Apple’s Mac App Store hits 100 million downloads milestone in less than one year

Apple today announced that over 100 million apps have been downloaded from the Mac App Store in less than one year. With thousands of free and paid apps, the Mac App Store brings the App Store experience to the Mac so you can find great new apps, buy them using your iTunes account, and download and install them in just one step. Apple revolutionized the app industry with the App Store, which now has more than 500,000 apps and where customers have downloaded more than 18 billion apps and continue to download more than 1 billion apps per month.

“In just three years the App Store changed how people get mobile apps, and now the Mac App Store is changing the traditional PC software industry,” said Philip Schiller, Apple’s senior vice president of Worldwide Marketing, in the press release. “With more than 100 million downloads in less than a year, the Mac App Store is the largest and fastest growing PC software store in the world.”

“With Autodesk products in both the App Store and Mac App Store, we can reach hundreds of millions of Apple users around the world,” said Amar Hanspal, senior vice president of Platform Solutions and Emerging Business at Autodesk, in the press release. “With our free AutoCAD WS and the more powerful professional drafting tools of AutoCAD LT, we’re using the Mac App Store to deliver new products and reach a growing base of new Mac customers.”

“The Mac App Store has unparalleled reach and has completely transformed our distribution and development cycle,” said Saulius Dailide of the Pixelmator Team, in the press release. “Offering Pixelmator 2.0 exclusively on the Mac App Store allows us to streamline updates to our image editing software and stay ahead of the competition.”

“In less than one year we’ve shifted the distribution of djay for Mac exclusively to the Mac App Store,” said Karim Morsy, CEO of algoriddim, in the press release. “With just a few clicks, djay for Mac is available to customers in 123 countries worldwide. We could never have that reach through traditional channels.”

The Mac App Store offers thousands of apps in Education, Games, Graphics & Design, Lifestyle, Productivity, Utilities and other categories. Users can browse new and noteworthy apps, find out what’s hot, see staff favorites, search categories and look up top charts for paid and free apps, as well as user ratings and reviews. The Mac App Store is included with Mac OS X Lion and is available as a software update for any Mac running Mac OS X Snow Leopard.

Mac developers set the prices for their apps, keep 70 percent of the sales revenue, are not charged for free apps and do not have to pay hosting, marketing or credit card fees. To find out more about developing for the Mac App Store visit, developer.apple.com/programs/mac.

Source: Apple Inc.

7 Comments

  1. I remember that before the Mac App Store was introduced there were those that were saying it was the worst thing that Apple could do by creating another “walled garden” for desktop computers. There are always dingbats spouting their ignorance of all things Apple. It’s a terrific way to distribute Mac apps and so simple for anyone to use, especially non-tech users. Definitely something that Microsoft will have to copy in Windows 8. As long as Microsoft has been selling Windows I’m surprised they didn’t do one-stop software downloads before Apple. It’s a darn shame it wasn’t something that Apple could patent.
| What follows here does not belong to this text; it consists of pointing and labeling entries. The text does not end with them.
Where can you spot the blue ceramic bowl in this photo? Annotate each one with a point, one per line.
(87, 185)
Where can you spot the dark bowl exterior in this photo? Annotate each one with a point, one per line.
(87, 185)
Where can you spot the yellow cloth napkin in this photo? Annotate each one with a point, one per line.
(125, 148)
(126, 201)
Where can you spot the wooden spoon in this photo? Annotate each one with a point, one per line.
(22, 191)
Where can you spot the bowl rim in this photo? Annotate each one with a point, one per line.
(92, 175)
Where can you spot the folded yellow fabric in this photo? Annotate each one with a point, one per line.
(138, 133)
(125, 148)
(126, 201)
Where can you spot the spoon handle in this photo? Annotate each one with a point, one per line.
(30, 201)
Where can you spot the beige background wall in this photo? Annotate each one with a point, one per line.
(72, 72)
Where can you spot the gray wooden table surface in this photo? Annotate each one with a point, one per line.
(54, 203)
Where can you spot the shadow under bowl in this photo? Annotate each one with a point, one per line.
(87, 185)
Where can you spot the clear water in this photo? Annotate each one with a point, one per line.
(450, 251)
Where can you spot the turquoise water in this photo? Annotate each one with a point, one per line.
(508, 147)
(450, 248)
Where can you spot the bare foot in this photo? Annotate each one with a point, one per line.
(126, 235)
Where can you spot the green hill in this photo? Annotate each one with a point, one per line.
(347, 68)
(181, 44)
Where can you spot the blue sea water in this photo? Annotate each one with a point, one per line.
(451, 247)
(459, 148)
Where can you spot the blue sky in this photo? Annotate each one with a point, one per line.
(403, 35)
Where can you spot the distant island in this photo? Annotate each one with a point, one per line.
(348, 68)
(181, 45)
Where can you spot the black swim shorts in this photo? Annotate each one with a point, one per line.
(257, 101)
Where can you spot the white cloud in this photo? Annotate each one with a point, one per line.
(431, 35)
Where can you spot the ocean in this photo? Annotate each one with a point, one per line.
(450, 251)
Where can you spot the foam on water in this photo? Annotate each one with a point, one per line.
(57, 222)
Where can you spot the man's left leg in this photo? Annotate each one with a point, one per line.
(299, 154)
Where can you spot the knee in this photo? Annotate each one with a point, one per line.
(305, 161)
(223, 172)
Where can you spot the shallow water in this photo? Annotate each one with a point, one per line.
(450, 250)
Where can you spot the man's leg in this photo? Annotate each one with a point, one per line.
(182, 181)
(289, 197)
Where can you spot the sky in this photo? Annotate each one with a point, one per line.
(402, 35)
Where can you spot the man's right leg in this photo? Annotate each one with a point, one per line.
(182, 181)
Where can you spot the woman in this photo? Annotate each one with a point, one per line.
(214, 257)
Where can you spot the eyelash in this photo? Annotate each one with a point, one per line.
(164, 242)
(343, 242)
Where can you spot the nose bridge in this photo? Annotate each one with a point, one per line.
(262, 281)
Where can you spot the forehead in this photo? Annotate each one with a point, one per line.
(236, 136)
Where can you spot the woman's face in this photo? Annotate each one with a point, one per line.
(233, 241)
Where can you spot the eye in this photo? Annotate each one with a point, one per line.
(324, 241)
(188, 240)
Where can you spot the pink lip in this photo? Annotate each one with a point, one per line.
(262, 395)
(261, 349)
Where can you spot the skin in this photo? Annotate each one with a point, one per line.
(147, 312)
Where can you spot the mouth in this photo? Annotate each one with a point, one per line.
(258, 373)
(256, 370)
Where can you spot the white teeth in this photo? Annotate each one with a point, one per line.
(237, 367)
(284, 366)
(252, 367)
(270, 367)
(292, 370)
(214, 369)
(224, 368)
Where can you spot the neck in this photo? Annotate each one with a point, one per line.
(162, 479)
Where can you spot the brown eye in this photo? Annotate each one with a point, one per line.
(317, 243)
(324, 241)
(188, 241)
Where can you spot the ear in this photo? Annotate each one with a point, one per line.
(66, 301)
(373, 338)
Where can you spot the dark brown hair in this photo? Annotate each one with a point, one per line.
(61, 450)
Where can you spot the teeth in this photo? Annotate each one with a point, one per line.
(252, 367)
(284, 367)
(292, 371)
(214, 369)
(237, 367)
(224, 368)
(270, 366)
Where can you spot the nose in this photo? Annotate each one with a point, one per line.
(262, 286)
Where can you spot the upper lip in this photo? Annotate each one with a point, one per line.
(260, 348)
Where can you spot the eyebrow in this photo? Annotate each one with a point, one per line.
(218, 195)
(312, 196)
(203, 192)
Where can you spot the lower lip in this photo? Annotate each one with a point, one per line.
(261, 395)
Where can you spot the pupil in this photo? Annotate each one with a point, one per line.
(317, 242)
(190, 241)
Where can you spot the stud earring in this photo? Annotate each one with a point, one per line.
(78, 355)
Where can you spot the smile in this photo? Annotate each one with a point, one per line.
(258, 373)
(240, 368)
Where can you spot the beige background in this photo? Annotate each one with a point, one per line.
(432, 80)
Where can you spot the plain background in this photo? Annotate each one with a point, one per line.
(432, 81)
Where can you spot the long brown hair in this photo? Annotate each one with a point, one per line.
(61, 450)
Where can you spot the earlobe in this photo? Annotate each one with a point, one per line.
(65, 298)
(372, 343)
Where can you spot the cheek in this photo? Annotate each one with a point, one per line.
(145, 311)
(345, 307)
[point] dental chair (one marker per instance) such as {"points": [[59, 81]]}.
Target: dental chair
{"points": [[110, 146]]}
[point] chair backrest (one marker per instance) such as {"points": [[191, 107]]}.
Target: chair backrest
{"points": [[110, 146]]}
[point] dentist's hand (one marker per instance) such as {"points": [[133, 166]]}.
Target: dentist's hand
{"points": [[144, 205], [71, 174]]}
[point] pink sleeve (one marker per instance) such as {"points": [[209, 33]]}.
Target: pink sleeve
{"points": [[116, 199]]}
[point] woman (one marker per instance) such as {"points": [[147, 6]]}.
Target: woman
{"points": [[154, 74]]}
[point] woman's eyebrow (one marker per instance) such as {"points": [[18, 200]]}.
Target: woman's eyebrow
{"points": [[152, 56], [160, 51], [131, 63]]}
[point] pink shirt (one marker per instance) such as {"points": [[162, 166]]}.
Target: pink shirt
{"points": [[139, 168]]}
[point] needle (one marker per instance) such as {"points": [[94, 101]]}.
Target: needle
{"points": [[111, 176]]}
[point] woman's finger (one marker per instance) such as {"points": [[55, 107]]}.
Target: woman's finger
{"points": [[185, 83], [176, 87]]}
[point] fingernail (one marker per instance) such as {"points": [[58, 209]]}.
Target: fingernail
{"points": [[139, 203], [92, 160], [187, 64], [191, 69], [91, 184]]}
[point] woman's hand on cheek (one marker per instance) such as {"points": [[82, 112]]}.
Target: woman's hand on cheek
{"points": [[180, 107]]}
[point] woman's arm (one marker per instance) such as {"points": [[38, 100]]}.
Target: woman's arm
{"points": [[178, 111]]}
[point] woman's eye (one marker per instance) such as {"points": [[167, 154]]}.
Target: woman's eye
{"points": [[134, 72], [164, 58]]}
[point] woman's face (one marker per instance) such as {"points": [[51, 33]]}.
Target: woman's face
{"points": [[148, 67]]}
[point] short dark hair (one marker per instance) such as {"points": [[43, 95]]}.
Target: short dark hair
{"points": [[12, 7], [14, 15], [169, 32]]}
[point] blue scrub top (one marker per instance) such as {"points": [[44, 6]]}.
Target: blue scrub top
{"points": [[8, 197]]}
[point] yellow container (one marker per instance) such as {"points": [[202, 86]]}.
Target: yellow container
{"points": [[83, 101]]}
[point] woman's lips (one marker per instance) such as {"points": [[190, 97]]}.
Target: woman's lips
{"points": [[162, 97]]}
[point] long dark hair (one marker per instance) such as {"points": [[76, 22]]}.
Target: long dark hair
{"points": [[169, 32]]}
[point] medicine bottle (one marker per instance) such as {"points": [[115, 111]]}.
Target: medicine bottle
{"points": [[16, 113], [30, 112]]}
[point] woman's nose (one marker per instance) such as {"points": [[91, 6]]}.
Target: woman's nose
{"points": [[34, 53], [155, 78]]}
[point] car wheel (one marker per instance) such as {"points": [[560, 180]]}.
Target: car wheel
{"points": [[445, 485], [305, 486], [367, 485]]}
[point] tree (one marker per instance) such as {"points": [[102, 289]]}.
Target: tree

    1. Technically, Apple was not the first with electronic store for applications. There was (is) narrow-focused store for games, and software distribution system for Linux (it was not quite what Apple did, though).

      But Apple was innovator (not inventor) with this, presenting this concept universally in worldwide scale to common users.

      Before Apple, people would not tell you what an app store could be, except for maybe figuring out that you mean physical stores with software, even if they knew what “app” stands for (most of people did not).

  2. And as you can see the developers love it too… It simplifies the marketing and sales end of the business to the point where a developer can actuall concentrate on what they do best…. Develop and improve their software … Channel distractions are so radically reduced Apple’s 30% share becames a non issue. As a developer I can say the above from experience and with confidence.

  3. The Mac Application Store still has issues:
    1- Most of the apps are shit. Low Res windowed ports from iOS are a joke.
    2- Navigation for discovery is poor- just like iTunes Application Store & iTunes Media.
    3- If one has purchased retail copies of applications now for sale via the store, why do we have to re-purchase in order to keep current through the store? Very un-Apple like.

    The good part is one purchase goes on all computers with the same account.

    1. 1. Universal rule about all kinds of things anywhere (music, books, applications, et cetera).

      2. Not quite poor — many say it is very efficient thanks categories, immediate search, “also buy”, so on.

      3. Obviously, this depends not only solely on Apple. Also, concept of “retail copies” is going away so quickly no one of normal people would even remember that such thing existed in quite short time.

      However, of course, nothing is perfect, and this App Store system can not please everyone’s habits about everything. And Apple needs to do many things to improve here and there.

  4. The app store app is still a bit slow and buggy but that is not a big issue. A bet lion made up a significant portion of those 100 million.

    My biggest gripe is that some big iOs apple apps are not available. iBooks should be on there with cloud syncing.
    Cards definitely needs to be a Mac app. iPhoto has some functionality but you cannot send cards to people.